Not the cold of a winter morning or a marble floor — the cold of somewhere underground, somewhere the sun had never reached. It moved through his back and up his spine before he even opened his eyes, introducing itself the way bad news does: slowly, then all at once.
He opened his eyes.
Stone ceiling. Rough-cut, not worked. Roots growing through cracks above his head, pale and dry as old thread. A smell of damp and something older than damp, something mineral and vaguely organic that he had no name for.
He sat up.
That was the second thing: the body. His hands were wrong — or not wrong, just different. Slightly longer fingers. Calluses in different places. When he pressed his palm to the stone it felt real, which meant this wasn't a dream, which meant something had happened that he didn't have a framework for yet.
He filed that away and kept moving. Panic was a luxury he couldn't afford until he knew what he was dealing with.
He stood. The room was small — four meters across, maybe five. Stone walls on three sides, a narrow archway on the fourth. Through the arch: a corridor, lightless. Beside him on the floor was a body.
Not his body. Someone else's. Male, roughly his age, dressed in rough brown cloth, already stiff. There was a gash across the throat — clean, deep, professional. Whatever killed him had done it quickly and known what it was doing.
Mateus looked at the body for a long moment.
Then he looked at the archway.
Then he looked at his hands again, and noticed for the first time that they were trembling slightly, and told them to stop, and mostly they did.
Alright, he thought. Different world. Probably. Body that isn't mine. Dead person.
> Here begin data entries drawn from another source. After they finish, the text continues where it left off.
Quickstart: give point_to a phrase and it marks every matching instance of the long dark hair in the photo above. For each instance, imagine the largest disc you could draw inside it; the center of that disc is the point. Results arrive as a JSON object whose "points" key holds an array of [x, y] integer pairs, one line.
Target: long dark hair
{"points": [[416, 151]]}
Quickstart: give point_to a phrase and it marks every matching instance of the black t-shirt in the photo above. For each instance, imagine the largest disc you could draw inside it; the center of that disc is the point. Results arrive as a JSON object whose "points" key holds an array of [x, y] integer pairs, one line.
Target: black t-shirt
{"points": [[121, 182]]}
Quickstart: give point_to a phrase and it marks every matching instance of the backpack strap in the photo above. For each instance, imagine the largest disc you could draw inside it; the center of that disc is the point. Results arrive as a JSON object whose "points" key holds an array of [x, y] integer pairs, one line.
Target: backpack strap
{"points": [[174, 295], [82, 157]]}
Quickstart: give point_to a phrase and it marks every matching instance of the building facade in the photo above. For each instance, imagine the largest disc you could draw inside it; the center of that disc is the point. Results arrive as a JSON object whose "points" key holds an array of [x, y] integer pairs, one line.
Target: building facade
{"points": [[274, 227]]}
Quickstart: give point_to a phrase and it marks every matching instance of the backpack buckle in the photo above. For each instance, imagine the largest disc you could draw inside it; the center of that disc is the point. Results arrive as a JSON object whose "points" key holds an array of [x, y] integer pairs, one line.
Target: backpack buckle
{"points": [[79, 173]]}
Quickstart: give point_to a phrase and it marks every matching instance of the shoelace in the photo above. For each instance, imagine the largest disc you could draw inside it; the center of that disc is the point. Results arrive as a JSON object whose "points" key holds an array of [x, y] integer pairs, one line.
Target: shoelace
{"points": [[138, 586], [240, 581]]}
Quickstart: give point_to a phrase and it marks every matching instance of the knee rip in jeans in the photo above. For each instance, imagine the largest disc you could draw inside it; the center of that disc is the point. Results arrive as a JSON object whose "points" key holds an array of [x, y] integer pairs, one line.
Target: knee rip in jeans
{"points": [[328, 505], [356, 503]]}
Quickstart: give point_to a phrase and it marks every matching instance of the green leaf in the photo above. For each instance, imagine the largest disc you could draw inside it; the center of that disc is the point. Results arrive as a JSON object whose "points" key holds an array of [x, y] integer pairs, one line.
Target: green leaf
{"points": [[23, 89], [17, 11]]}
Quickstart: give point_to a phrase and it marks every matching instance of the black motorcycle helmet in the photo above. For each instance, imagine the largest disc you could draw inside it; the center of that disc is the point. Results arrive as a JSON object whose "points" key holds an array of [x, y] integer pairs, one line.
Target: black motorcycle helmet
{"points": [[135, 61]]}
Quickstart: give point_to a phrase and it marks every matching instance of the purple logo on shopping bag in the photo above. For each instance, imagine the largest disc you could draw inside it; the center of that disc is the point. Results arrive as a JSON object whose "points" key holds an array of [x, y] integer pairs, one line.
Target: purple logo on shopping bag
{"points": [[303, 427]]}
Underground. No weapons, no food, no information.
He patted down the dead man's clothes — not callous, just practical. The man was past caring. He found a short knife in a belt loop, flat and single-edged, the kind used for skinning or cutting rope. He took it.
He moved toward the archway.
The corridor smelled worse than the room. Whatever was rotting in the dark ahead, it had been rotting for a while. Mateus pressed his back to the wall and moved by feel, knife out, breathing through his mouth.
He got thirty meters before the light started.
Not torchlight — something biological. Faint blue-green patches on the walls, bioluminescent moss or fungus, just enough to make shapes out of. The corridor widened. Branched. He chose left because left had marginally more light and in the absence of information, marginally was everything.
He was halfway through a larger chamber when the text appeared.
Not on a wall. Not projected from anywhere. Directly in his vision, overlaid on the real world like a notification on a phone screen, except he had no phone and this was not a phone screen. The letters were white and slightly too sharp, the kind of sharp that suggests something doing its best to render in a medium it wasn't designed for.
◈ SYSTEM INITIALIZATION COMPLETE ◈
Host detected. Cognitive baseline established.
Welcome, Mateus Carvalho.
You are not where you were.
[TUTORIAL QUEST — ACTIVE]Exit the Hollow. Survive.
Reward: 50 XP / System access granted.Penalty for failure: DEATH (permanent)
He stared at it.
Of course, he thought. A system. Obviously.
He'd read enough to know the shape of this. Transported to another world, mysterious power, leveling mechanics. He'd consumed thousands of hours of this genre in his old life because it was escapism, because when your actual life is managing a knee that aches in cold weather and a bank account that aches all the time, you read about people becoming powerful and you feel something adjacent to hope.
He had never once thought he would be standing in the dark, actually living it, holding a dead man's knife, looking at a floating notification.
It was considerably less exciting than he'd expected.
He dismissed the window with a mental push — that worked, which told him something about how the interface functioned — and kept moving.
He needed to get out first. He could have an existential crisis later, at ground level, in daylight, ideally with food.